By Lauren Dale, Clinical Negligence Solicitor at Hudgell Solicitors
In our work as medical negligence specialist solicitors, we strive to achieve two clear goals in each and every case we handle.
Firstly, we seek justice and compensation for those we represent.
Our clients turn to us at difficult times, and hope Hudgell Solicitors can help them find the answers to their questions and concerns – answers they would most likely never get without our legal expertise and support.
They have usually been let down by sub-standard care, and our role ensures members of the public can hold those responsible to account, ensure they admit to the mistakes they have made, and ultimately compensate them for the pain and suffering caused, and reimburse them for their financial loss.
Secondly, and this is something which is often missed by those commenting on the impact of our role, we look to help medical establishments and professionals to identify where avoidable errors have been made, and hopefully instigate the introduction of new procedures and policies to ensure such mistakes are not repeated in the future.
By holding the medical profession fully to account, we firmly believe that we can help improve the standard of care in hospital wards and departments across the country.
This was certainly highlighted in a recent case in which we represented the husband of a cancer sufferer who sadly died after falling from a hospital trolley after being left alone.
Christine Carpenter, 61, had battled ovarian and peritoneal cancer over a 15-year period before she was told treatment had been unsuccessful and it had spread, becoming terminal.
After respite at a Community Hospital, she was admitted to Hull Royal Infirmary’s accident and emergency department, as she needed a drip fitting due to being dehydrated.
Mrs Carpenter then fell from her hospital trolley and suffered a hip fracture, which required surgery. As a result, she then contracted an infection, which led to septicaemia and caused her death.
It was a tragic accident, but an entirely avoidable situation.
Hull and East Yorkshire Hospitals NHS Trust, which runs the hospital, offered a full and unreserved apology following our legal representation on behalf of Mrs Carpenter’s family, admitted causing the fracture, and agreed to pay a five-figure compensation settlement.
Of course, this was welcomed by Mrs Carpenter’s husband, but devastated by his loss, financial compensation and an apology will not bring his wife back, and will never be enough. No compensation can ever be enough following the loss of a loved one.

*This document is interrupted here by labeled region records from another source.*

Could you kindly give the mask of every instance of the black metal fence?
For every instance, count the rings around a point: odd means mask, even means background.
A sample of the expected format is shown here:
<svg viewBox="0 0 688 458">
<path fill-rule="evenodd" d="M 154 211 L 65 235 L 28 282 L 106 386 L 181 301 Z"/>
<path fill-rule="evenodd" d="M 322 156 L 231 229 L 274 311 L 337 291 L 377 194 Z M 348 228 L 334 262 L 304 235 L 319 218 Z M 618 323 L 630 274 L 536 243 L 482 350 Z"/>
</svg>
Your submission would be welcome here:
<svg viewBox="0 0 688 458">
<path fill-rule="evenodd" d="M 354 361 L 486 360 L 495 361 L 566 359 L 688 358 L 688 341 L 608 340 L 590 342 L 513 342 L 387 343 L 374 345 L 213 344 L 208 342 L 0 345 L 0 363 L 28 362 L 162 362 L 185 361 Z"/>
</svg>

The positive change to come from the case has been the hospital making alterations and improvements in terms of future care.
Without doubt, this is as a direct result of this case being subject to such scrutiny, and the hospital being held fully to account.
Mike Wright, chief nurse at the Trust, said changes in practice had been made ‘to minimise the likelihood of such an event happening again’.
These changes have included the introduction of a ‘specific falls risk assessment tool’ in the emergency department and ‘changes to the physical care environment for frail and elderly patients.’
A new technique called ‘intentional rounding’ has also been introduced on the accident and emergency ward, to ensure patients’ needs are more closely reviewed at regular intervals.
For Mrs Carpenter’s family, it may well seem too little, too late, and that is of course entirely understandable. For those who have lost loved ones after sub-standard care, it sadly always is.
But for others, and families with relatives and loved ones entering hospital in similar circumstances going forward, it will ensure they are given better care.
Improved care has to be the aim from any case where a hospital faces legal action over negligent care, and it will always be a priority for us.